A lanciare l’allarme è Save the Children, che sottolinea come questa situazione sia una grave ingiustizia sociale con ripercussioni pesanti sui percorsi di vita dei più giovani. “Non possiamo accettare che le condizioni materiali creino una frattura così profonda nella nostra società e un inasprimento ulteriore delle diseguaglianze sociali: è indispensabile mettere il tema della povertà minorile al centro del dibattito pubblico e delle attenzioni di Governo e Parlamento, in particolare alla vigilia dell’avvio dell’esame della legge di bilancio”, dichiara Giorgia D’Errico, Direttrice Public Affairs di Save the Children. “Congedi più lunghi per i padri per favorire l’occupazione e il rientro al lavoro delle madri dopo la nascita di un figlio e in tal modo evitare il rischio di impoverimento delle famiglie insieme a una genitorialità condivisa; sostegni materiali continui e regolari per i neogenitori per far fronte alle spese legate alla prima infanzia e garantire pari opportunità di crescita a bambini e bambine; mense e tempo pieno  alla scuola primaria da definire e finanziare quali livelli essenziali delle prestazioni (LEP) per contrastare la povertà educativa e quella alimentare: sono tutti strumenti fondamentali che non possono mancare per una efficace strategia di prevenzione e contrasto alla povertà di bambini, bambine e adolescenti e delle loro famiglie”, conclude D’Errico.

Un’emergenza che non si può ignorare: perché la povertà che colpisce bambine, bambini e adolescenti in Italia è una grave ingiustizia: incide sui loro percorsi educativi e di crescita, mettendo a rischio le loro opportunità e penalizzando le aspettative per il futuro.
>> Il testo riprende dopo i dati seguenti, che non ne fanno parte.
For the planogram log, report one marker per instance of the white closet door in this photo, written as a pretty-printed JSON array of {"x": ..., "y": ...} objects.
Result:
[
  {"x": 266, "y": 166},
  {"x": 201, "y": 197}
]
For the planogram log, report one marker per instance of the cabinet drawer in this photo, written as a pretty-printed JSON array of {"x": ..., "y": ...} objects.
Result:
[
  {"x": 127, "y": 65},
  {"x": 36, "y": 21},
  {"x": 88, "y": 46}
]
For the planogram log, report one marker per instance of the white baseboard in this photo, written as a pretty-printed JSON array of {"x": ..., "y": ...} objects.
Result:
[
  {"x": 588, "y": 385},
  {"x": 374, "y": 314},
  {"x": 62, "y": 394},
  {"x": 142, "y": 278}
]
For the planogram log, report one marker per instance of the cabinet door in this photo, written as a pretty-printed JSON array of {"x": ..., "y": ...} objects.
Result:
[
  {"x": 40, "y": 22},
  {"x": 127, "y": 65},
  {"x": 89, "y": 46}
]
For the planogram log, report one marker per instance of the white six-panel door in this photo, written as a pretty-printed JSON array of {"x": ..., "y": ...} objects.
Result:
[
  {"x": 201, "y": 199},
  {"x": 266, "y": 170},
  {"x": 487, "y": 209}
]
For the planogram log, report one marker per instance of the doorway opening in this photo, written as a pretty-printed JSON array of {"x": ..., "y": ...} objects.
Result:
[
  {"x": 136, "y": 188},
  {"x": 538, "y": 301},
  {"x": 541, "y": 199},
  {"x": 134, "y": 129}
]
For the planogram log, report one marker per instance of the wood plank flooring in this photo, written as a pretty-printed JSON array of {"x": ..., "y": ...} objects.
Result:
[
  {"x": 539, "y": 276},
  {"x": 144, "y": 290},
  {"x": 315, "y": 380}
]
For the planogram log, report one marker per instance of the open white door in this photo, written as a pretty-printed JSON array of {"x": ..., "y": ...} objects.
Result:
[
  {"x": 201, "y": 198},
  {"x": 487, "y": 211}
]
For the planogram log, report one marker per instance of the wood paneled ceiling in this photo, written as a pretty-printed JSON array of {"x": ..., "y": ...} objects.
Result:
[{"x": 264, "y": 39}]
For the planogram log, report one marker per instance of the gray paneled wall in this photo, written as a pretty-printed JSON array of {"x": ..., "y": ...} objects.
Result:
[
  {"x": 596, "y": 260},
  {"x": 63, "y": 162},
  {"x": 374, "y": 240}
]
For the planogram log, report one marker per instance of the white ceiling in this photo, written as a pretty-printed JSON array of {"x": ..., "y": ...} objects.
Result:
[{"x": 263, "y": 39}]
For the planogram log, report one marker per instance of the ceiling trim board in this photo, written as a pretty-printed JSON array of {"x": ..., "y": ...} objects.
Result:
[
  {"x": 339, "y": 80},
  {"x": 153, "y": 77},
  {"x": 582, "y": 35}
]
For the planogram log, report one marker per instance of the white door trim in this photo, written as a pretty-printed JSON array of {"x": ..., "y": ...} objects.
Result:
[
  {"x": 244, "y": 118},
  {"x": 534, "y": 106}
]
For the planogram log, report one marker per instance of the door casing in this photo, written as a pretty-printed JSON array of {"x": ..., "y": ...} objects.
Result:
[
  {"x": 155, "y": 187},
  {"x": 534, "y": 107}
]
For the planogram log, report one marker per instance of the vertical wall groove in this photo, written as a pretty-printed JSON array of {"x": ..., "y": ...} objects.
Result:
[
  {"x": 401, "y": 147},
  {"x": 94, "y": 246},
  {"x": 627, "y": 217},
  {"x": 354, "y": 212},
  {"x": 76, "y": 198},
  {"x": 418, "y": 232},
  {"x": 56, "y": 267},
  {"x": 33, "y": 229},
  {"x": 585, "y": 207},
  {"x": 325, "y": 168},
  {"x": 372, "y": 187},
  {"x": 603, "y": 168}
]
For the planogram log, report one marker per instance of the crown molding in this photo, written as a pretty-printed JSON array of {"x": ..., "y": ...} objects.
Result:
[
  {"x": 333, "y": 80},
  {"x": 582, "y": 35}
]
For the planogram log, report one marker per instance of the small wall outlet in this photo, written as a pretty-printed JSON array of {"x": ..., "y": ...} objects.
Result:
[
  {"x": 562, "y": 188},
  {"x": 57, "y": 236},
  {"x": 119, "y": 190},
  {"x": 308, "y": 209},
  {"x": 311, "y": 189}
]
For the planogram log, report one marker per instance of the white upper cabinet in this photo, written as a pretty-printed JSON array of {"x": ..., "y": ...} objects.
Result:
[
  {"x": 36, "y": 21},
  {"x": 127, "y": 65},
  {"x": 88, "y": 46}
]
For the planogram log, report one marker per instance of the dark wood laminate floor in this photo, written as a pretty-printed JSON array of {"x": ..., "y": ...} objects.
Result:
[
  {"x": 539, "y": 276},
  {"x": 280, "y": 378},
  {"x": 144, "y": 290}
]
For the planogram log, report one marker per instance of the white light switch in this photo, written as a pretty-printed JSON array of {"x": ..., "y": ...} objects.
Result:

Secondo una ricerca condotta da Save the Children più di un adolescente tra i 15 e i 16 anni su quattro in difficoltà economiche (28,1%) afferma che non concluderà la scuola e andrà a lavorare, a fronte dell’8,9% dei coetanei più abbienti. Il 67,4% degli adolescenti in condizione di deprivazione materiale teme che anche lavorando non riuscirà a guadagnare abbastanza, rispetto al 25,9% dei coetanei più benestanti; il 67,3% di non riuscire a trovare un lavoro dignitoso, al riparo dallo sfruttamento (contro il 35,8% delle fasce più abbienti). In questo preoccupante scenario, l’associazione chiede a gran voce che sia istituito un Fondo per il contrasto della povertà alimentare dei bambini e delle bambine, destinato ai Comuni che utilizzano risorse del proprio bilancio, per consentire l’accesso gratuito al servizio mensa agli studenti della scuola primaria appartenenti a famiglie in condizioni di difficoltà economiche. È cruciale, inoltre, che i congedi di paternità siano garantiti ed estesi ad almeno 3 mesi - per arrivare poi a 5, come i congedi di maternità - a tutti i lavoratori, non solo dipendenti; e che l’assegno unico e universale sia incrementato ed esteso nella misura del 50% a tutti i minori tra 0 e 3 anni, a prescindere dal numero di figli presenti nel nucleo familiare.